Nine months later, Mr. Wicker, the son of a small-town North Carolina railroad conductor, succeeded the renowned James B. Reston as chief of the Times Washington bureau, and two years later he inherited the column - although hardly the mantle - of the retiring Arthur Krock, the dean of Washington pundits, who had covered every president since Calvin Coolidge.
In contrast to the conservative pontificating of Krock and the genteel journalism of Reston, Mr. Wicker brought a hard-hitting Southern liberal/civil libertarian’s perspective to his column, “In the Nation,’’ which appeared two or three times a week from 1966 until his retirement in 1991. It was also syndicated to scores of newspapers.

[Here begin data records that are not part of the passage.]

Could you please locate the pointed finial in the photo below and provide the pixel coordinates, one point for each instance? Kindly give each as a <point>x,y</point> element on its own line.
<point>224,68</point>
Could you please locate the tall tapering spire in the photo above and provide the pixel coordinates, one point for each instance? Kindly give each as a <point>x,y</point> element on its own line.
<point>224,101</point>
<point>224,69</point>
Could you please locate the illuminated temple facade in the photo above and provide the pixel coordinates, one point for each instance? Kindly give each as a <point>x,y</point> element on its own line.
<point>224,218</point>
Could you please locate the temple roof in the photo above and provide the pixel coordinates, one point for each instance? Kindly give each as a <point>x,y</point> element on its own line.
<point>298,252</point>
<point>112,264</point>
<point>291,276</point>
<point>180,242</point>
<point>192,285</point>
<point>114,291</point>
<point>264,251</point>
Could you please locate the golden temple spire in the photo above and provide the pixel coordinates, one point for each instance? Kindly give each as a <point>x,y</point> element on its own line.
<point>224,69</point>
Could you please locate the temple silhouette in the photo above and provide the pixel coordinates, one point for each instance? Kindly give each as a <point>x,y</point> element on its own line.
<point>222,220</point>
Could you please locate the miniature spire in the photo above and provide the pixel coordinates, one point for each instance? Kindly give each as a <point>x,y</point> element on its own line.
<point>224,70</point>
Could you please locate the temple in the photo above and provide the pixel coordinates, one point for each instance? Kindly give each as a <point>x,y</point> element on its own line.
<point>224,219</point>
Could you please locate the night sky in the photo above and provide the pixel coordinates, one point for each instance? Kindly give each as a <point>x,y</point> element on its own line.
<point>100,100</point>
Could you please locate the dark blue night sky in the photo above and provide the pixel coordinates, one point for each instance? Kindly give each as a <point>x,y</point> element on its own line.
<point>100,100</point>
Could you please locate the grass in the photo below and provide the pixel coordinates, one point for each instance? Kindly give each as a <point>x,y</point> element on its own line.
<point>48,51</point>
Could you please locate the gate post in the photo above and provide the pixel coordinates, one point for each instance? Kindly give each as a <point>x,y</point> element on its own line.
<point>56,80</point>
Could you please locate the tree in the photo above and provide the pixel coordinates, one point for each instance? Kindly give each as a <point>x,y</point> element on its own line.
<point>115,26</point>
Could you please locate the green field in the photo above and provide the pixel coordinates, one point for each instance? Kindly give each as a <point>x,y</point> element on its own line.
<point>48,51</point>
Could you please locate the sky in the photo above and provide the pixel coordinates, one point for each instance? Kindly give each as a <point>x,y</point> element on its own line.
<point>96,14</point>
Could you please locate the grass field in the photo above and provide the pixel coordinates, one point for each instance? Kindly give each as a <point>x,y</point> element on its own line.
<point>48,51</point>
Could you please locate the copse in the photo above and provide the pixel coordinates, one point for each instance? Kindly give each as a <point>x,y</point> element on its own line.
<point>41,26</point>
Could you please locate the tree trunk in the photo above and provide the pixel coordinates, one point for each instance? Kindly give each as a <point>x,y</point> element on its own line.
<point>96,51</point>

Riding waves of change as the effects of the divisive war in Vietnam and America’s civil rights struggle swept the country, Mr. Wicker applauded President Lyndon B. Johnson and Congress for passage of the Civil Rights Act of 1964 and the Voting Rights Act of 1965, but took the president to task for deepening American involvement in Southeast Asia.
He denounced President Richard M. Nixon for covertly bombing Cambodia, and in the Watergate scandal accused him of creating the “beginnings of a police state.’’ Nixon put Mr. Wicker on his “enemies list’’ before resigning in disgrace over the Watergate cover-up.